New Strain Circulating in Britain Since Sept, Constant Tracing Must: Experts Caution as UK Flights Resume
New Strain Circulating in Britain Since Sept, Constant Tracing Must: Experts Caution as UK Flights Resume
According to the WHO, retrospective analysis traced the first identified variant to Kent, South East England, on 20 September 2020, which was followed by a rapid increase of the same variant identified later in November.

As India gears up for mass inoculation against Covid-19 and cases of Coronavirus infection continue to see a steady trend of decline, flight services from the United Kingdom to India resumed on Friday after restrictions imposed in the wake of the new variant of Coronavirus were lifted.

On December 14, the United Kingdom and Northern Ireland reported a new variant of SARS-CoV-2 to the World Health Organization. Called B117, the variant spreads more rapidly even though initial studies show that it is not associated with severity of the Covid-19 disease. Studies are also underway in India and abroad to study whether the mutated train will hamper efficacy of vaccines against the novel Coronavirus.

India had initially banned all flights originating from the United Kingdom to India from December 22 to December 31. This ban was extended up to January 7. In the meantime, the government began genomic surveillance of samples collected from UK returnees to check for the UK variant of the virus. As on Friday, 82 people were found to be infected with the new strain of the novel Coronavirus, the Union health ministry said.

Move ahead with caution and continuous surveillance

Public health experts and government scientists said that the resumption of flight services has to be accompanied with caution and a continuous and close surveillance of those who have returned from the UK.

Manoj Murhekar, Director, National Institute of Epidemiology, Chennai, said that even as genomic surveillance of UK returnees is underway, it is quite likely that the strain has been circulation since it was first detected in September. Murhekar said that the government’s detailed genomic surveillance exercise will reveal whether it has indeed been in circulation prior to November-December period.

Murhekar was referring to the genomic surveillance exercise that has been underway since April at National Institute of Virology, Pune; Integrative Biology (IGIB), Delhi; National Institute of Biomedical Genomics (NIBMG), Kalyani, West Bengal and Centre for Cellular and Molecular Biology, Hyderabad. In the last of December, the government also formed a consortium of autonomous scientific institutions to study the evolution of the virus, to expand genomic surveillance and co-related it to the trends in transmission of the infection.

By December end, over 4,500 samples collected from various parts of the country were sequenced to check for different strains.

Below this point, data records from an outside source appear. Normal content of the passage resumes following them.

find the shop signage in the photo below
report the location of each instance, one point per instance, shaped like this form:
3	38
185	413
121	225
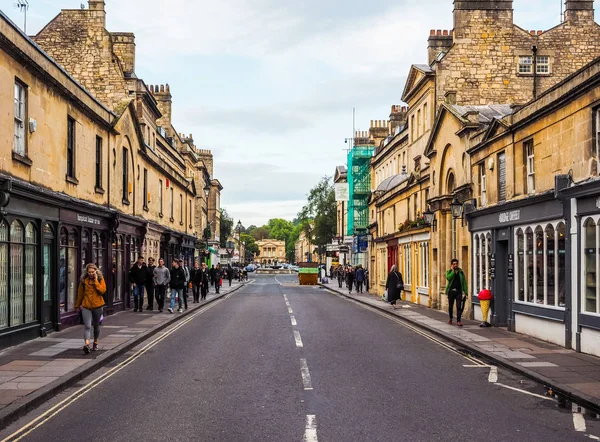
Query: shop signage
508	217
88	219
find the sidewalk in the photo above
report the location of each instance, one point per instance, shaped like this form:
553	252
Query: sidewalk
35	371
575	376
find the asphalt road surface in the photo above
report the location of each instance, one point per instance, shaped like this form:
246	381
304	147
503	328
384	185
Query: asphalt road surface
279	362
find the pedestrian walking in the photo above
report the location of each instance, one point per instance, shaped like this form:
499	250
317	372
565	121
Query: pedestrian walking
205	277
350	278
90	302
229	273
162	277
394	286
218	278
177	286
196	279
137	276
456	290
150	284
360	278
340	275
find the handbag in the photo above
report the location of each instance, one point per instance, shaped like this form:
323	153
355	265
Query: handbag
399	285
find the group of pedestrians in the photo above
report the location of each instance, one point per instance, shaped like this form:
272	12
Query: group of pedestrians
456	289
354	276
157	281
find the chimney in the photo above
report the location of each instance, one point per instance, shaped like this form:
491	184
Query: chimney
398	117
477	16
162	94
97	12
579	10
438	41
124	49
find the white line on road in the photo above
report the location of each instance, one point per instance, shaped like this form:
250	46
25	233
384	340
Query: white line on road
524	391
298	339
305	374
493	376
310	432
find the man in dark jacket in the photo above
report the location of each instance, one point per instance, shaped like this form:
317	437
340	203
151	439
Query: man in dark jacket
456	290
137	276
177	285
150	283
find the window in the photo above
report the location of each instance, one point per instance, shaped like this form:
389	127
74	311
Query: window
145	188
172	198
181	209
541	259
482	255
98	163
125	177
591	265
501	177
20	118
71	148
482	186
529	164
160	206
598	139
543	64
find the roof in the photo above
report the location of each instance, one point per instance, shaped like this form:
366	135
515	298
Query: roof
391	182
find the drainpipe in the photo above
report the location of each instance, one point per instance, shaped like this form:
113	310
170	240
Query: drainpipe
534	52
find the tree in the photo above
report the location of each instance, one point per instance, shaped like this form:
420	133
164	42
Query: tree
318	217
226	227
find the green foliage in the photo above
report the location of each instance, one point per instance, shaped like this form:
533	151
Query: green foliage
226	227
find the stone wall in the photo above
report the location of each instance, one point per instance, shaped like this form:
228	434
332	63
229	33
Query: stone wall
78	41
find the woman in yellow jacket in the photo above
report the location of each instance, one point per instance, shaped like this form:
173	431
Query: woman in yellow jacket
90	299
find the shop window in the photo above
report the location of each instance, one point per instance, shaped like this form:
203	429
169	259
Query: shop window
591	245
541	259
68	274
20	146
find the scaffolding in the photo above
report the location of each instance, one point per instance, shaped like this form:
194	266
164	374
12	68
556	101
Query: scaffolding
359	183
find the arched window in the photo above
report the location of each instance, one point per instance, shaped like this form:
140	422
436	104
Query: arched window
4	244
520	270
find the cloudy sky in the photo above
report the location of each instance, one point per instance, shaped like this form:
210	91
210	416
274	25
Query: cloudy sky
269	85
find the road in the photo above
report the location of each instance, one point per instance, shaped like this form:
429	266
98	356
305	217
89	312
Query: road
279	362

“We are not seeing any increase in the number of cases nationally, we have seen decline from a high of 90,000 plus per day. Data from England has shown it is not associated with more severity. It is more transmissible but not more severe. I don’t think we will see a major upsurge, based on the trends we are witnessing,” Murhekar said.

According to the WHO, retrospective analysis traced the first identified variant to Kent, South East England, on 20 September 2020, which was followed by a rapid increase of the same variant identified later in November.

D.C.S Reddy, former professor and head of community medicine, IMS-Benaras Hindu University and member of a government expert group on Covid-19 surveillance, said that health authorities need to follow the same protocol and principles followed back in March 2020 – test, track, treat.

“The UK variant has changes in spike protein and is feared to spread rapidly. In England, this variant was predominant in clusters with rapid spread. In India, the epidemic is on the decline and this variant seems to have potential to affect that scenario,” said Reddy.

He added, “However, this can be prevented with the standard protocol of test, track, treat. Those arriving from the UK need to be screened and tested, isolated if positive, and their contacts ought to be traced. Further, even those who test negative should be quarantined at home. There is a possibility that they might have picked up the infection just hours or days prior to their arrival. They still have the potential to transmit the infection.”